Joaquín Vidal ( de la crónica de la corrida celebrada en Las ventas el 27/5/1976. Toros de Luciano Cobaleda para Dámaso Gómez, El Puno y Antonio Rojas)
Foto: Toro de Luciano Cobaleda de 1979 (vía Recortes y Galleos)
A esta crónica también se hace referencia en el Opus 17 de Tierras Taurinas dedicado al encaste Vega-Villar

lunes, octubre 11, 2010

Sobre Raúl Sánchez


En la revista Taurodelta podemos leer una entrevista de José Ignacio de la Serna a Raúl Sánchez.
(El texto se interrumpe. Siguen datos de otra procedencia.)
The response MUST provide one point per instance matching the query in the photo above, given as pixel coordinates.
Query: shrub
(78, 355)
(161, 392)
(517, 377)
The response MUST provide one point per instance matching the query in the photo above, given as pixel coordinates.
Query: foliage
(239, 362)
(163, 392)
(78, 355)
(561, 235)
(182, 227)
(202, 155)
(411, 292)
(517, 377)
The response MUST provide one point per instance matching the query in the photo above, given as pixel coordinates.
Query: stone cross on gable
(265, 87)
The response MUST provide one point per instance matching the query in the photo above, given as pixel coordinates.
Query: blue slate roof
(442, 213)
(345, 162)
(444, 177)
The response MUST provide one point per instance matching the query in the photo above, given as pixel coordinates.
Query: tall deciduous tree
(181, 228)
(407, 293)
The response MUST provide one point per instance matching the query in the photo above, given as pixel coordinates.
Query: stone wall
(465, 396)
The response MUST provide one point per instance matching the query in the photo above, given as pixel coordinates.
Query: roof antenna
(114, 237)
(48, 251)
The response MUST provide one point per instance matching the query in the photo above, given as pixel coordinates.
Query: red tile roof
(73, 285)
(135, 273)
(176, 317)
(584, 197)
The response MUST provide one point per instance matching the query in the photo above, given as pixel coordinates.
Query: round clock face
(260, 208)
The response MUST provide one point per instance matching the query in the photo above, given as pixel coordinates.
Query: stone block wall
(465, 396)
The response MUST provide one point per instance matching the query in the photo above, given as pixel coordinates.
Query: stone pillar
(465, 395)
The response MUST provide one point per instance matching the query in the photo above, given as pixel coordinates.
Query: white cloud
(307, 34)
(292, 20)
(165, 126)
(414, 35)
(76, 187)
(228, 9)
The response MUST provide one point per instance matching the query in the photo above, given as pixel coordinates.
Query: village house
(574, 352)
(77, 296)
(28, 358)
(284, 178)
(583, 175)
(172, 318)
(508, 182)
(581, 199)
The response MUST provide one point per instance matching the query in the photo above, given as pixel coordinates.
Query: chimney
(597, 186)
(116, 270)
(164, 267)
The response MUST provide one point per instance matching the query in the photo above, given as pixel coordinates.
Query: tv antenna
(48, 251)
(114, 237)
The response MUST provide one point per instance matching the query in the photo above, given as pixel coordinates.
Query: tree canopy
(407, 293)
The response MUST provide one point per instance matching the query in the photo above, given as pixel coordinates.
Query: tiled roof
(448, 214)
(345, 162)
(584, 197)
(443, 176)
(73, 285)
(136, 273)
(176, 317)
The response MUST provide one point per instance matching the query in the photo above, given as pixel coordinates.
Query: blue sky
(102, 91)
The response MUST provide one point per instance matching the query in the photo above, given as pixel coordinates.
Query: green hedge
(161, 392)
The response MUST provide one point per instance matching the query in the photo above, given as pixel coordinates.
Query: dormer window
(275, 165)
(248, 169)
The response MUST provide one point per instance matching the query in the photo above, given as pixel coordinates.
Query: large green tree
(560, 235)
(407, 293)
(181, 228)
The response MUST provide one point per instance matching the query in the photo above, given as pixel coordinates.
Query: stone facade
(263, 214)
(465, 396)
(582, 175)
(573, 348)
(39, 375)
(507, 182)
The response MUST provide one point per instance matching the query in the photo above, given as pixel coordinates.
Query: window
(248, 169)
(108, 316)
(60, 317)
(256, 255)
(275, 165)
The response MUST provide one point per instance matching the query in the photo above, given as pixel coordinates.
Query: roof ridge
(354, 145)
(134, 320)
Les enlazo a la misma ( tiene formato pdf).
Al tiempo copio unas lineas de una crónica de Joaquín Vidal sobre la tarde del 30 de septiembre de 1979 en Las Ventas, tarde en que se lidiaron toros de Luciano Cobaleda:
El argumento que suelen emplear los responsables de la injusticia es así de sibilino: De acuerdo; Raúl Sánchez puede con los toracos, pero en cuanto le sacas uno de almíbar, al estilo de los que utilizan las figuras, no sabe qué hacer con él y fracasa. Lo cual es el colmo del cinismo, puesto que la proposición hay que hacerla exactamente al revés: son las figuras las que están obligadas a torear el toro con fortaleza, edad y en puntas, no Raúl Sánchez el torucho del fraude.